I also still enjoy putting them under roasting meat and poultry to stew in the juices, and in fact tonight I will be having roast chicken thighs on a bed of garlic scapes, almost exactly as I described in that post seven years ago. Make sure that they get 20 minutes or more to cook. If necessary, you can take the meat out to rest and continue roasting the scapes until done. Make sure the pan doesn’t get dry, which will cause them to burn. Add a little water or broth if needed to keep things a little juicy but not soupy.
I can also add that allicin, the antioxidant in garlic and other alliums that is thought to have many health benefits, is present in much higher levels in the green part of the garlic plant than in the cloves that you typically cook with, so eating the plant bits is good for you as well as tasty.
I am also experimenting with dehydrating scapes and grinding them into powder. I am not doing this with garlic scapes because I prefer to eat them as is, but I have been dehydrating onion and shallot scapes so that they can be ground into an attractive green powder that, I hope, will be useful for seasoning. So far, I have sprinkled some over salad with good effect. I am thinking about using it to coat chicken thighs, along with salt, and then searing them in olive oil and finishing them in the oven. I’m not sure how the green color will play out in this context, but I think it will brown enough that it will not be particularly startling.
The best advice that I can give to vegetable gardeners is: grow green garlic. Grow a lot of it. Use the greens, and ignore any rigid advice to use the white parts only, because you would be missing the best part of the garlic.
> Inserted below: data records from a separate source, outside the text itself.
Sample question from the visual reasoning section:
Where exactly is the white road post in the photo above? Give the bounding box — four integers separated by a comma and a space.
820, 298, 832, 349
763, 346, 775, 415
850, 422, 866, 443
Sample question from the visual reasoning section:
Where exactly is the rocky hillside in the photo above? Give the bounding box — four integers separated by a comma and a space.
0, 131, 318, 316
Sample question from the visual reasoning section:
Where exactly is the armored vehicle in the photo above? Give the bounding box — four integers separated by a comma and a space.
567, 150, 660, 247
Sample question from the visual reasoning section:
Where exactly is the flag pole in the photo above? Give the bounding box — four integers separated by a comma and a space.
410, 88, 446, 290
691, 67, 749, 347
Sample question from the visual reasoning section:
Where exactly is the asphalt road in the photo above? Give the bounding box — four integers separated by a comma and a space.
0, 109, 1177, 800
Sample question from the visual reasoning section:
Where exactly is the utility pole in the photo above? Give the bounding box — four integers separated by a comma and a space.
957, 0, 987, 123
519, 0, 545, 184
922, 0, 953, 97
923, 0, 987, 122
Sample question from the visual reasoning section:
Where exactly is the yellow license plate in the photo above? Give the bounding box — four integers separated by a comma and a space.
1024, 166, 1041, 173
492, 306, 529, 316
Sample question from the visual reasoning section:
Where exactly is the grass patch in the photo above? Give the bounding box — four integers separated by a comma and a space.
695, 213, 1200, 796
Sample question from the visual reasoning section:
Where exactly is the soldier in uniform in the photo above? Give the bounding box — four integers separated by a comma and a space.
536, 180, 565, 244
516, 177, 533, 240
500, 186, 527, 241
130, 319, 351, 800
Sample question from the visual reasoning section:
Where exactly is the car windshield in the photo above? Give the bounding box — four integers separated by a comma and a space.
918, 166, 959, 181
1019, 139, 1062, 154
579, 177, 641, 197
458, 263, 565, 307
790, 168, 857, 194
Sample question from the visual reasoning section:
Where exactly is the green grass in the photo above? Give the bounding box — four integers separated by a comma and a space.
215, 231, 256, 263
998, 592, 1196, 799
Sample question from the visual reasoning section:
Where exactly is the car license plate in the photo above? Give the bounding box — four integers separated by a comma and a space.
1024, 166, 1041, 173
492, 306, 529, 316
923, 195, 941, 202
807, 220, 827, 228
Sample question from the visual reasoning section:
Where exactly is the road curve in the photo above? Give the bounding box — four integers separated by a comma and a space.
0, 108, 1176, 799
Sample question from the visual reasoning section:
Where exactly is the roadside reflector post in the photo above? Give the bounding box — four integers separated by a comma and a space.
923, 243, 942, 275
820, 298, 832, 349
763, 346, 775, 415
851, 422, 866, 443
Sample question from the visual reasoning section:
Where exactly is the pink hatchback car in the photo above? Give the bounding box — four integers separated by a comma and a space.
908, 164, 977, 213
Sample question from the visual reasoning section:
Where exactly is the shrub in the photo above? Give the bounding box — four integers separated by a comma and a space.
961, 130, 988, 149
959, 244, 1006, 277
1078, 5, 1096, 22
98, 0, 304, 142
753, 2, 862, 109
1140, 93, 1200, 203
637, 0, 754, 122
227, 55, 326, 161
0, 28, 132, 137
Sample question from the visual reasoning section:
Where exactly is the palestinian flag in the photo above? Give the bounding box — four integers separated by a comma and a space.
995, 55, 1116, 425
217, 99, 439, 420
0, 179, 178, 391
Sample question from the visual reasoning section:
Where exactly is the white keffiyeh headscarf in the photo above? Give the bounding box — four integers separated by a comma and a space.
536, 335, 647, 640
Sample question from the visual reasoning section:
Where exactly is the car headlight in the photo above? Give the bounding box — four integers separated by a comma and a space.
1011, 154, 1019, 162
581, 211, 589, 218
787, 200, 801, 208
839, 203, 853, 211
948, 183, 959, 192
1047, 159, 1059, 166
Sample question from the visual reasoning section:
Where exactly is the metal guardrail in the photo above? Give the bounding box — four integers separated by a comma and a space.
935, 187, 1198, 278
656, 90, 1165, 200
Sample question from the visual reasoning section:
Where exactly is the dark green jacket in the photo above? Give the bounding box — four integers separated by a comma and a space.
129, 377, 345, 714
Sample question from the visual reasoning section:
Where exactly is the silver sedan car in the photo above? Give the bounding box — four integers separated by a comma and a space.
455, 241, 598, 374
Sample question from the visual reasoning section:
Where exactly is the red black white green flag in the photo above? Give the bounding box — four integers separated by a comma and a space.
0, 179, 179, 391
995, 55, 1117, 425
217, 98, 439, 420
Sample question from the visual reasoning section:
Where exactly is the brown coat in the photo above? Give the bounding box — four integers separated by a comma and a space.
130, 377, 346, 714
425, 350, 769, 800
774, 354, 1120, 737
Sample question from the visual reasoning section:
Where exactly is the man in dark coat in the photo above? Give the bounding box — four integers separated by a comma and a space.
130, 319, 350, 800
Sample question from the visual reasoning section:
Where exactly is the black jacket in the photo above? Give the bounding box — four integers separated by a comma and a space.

Remember to slice crosswise in 1/4″ slices when using the whole stalk and leaves, since they are not as tender as the scape, and once the scape appears, the stalk and leaves are too tough to use. Try it every which way, because you are probably going to love at least some cooking methods. Click the tag for “green garlic” at the head of this post to look at all my various experiments with it.  If your space is limited and you can’t grow enough for your yearly needs, you can eat all your garlic as green garlic and then buy heads of garlic at your farmers’ market, grocery, or food co-op for winter use. If you are limited to a small space, there is no point in using it on storage vegetables.
Be aware that you can create a very long season by choosing a number of different varieties. My green garlic season starts in mid-March with the very early Chinese Pink, and right now in late May the late Mount Hood and elephant garlic are still providing wonderful green garlic. I buy all my garlic from Territorial Seeds, and I strongly recommend getting your order in by June because the most interesting varieties sell out quickly. It will be delivered in fall in time for planting. This year I have finally planted enough that I think I will be able to replant from my own stock; in previous years, I’m afraid I have gluttonously eaten it all.